A unified anti-mutant dosing strategy

Abstract

Antimicrobial dosing is currently attracting attention as a way to minimize the emergence of resistance. Three dose-based strategies have been advocated, each with shortcomings. Focus on killing susceptible cells overlooks resistant mutant subpopulations that may be present before treatment or generated during therapy; keeping therapeutic drug concentrations above the mutant prevention concentration (MPC; resistant mutant MIC) may be overly stringent; and dosage escalation modelling uses indirect estimates of resistant mutant subpopulation susceptibility (multiples of bulk population susceptibility, MIC) rather than direct estimates from MPC. The latter is significant because MPC and MIC are discordant with multiple pathogen isolates.
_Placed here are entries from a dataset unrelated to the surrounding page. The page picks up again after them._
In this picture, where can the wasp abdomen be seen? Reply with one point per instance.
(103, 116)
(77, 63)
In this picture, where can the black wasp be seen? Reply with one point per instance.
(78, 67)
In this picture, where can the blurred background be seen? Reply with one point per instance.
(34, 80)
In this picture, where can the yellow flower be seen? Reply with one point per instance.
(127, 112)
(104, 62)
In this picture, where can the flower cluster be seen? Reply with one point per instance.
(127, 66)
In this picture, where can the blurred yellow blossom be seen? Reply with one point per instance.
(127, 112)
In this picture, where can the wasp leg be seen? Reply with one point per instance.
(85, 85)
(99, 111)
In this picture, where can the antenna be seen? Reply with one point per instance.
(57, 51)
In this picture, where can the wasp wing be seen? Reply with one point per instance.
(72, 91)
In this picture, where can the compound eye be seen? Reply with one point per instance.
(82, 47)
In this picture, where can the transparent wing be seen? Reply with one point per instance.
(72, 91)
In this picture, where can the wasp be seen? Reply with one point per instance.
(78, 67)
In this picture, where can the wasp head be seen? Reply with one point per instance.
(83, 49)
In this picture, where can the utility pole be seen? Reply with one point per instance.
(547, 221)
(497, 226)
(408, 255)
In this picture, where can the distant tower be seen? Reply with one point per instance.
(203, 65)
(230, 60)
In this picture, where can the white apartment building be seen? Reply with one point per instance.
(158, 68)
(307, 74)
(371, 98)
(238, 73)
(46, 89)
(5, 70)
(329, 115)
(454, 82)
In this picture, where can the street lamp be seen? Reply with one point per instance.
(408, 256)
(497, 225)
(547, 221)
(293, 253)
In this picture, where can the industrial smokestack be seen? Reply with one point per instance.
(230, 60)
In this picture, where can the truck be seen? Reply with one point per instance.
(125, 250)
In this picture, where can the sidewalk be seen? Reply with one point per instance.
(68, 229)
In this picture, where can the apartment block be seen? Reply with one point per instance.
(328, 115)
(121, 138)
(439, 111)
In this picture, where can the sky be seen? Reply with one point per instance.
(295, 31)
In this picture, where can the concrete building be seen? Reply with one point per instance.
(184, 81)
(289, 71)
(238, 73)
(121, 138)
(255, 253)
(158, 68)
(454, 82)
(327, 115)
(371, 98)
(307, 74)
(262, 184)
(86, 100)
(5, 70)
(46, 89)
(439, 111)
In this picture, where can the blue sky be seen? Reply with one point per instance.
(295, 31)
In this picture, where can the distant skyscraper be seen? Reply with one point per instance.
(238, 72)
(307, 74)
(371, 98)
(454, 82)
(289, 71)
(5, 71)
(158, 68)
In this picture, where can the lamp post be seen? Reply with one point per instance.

Combining the strategies leads to MPC-based PK/PD thresholds (e.g. AUC(24)/MPC and t > MPC) for restricting resistant subpopulation enrichment and amplification. Using MPC-based thresholds to model dosing regimens that will restrict emergence of resistance requires generation of databases in which MPC is determined for many isolates.

Figure 1

Effect of PK/PD thresholds on major susceptible and minor resistant pathogen populations treated with a lethal agent. (a) Unchallenged bacterial population contains a majority of susceptible cells (open circles) and a small subpopulation of resistant mutants (filled circles). (b) When drug exposure passes an AUC₂₄/MIC threshold above which mutants, but not susceptible cells, can survive and proliferate, enrichment and amplification of resistant mutant subpopulations occur. (c) When drug exposure exceeds an AUC₂₄/MPC threshold above which resistant mutants and susceptible cells are both killed, acquisition of resistance fails to occur (a few pathogen cells may persist, as shown). With fluoroquinolones, AUC₂₄/MPC of 20–70 restricts emergence of resistance.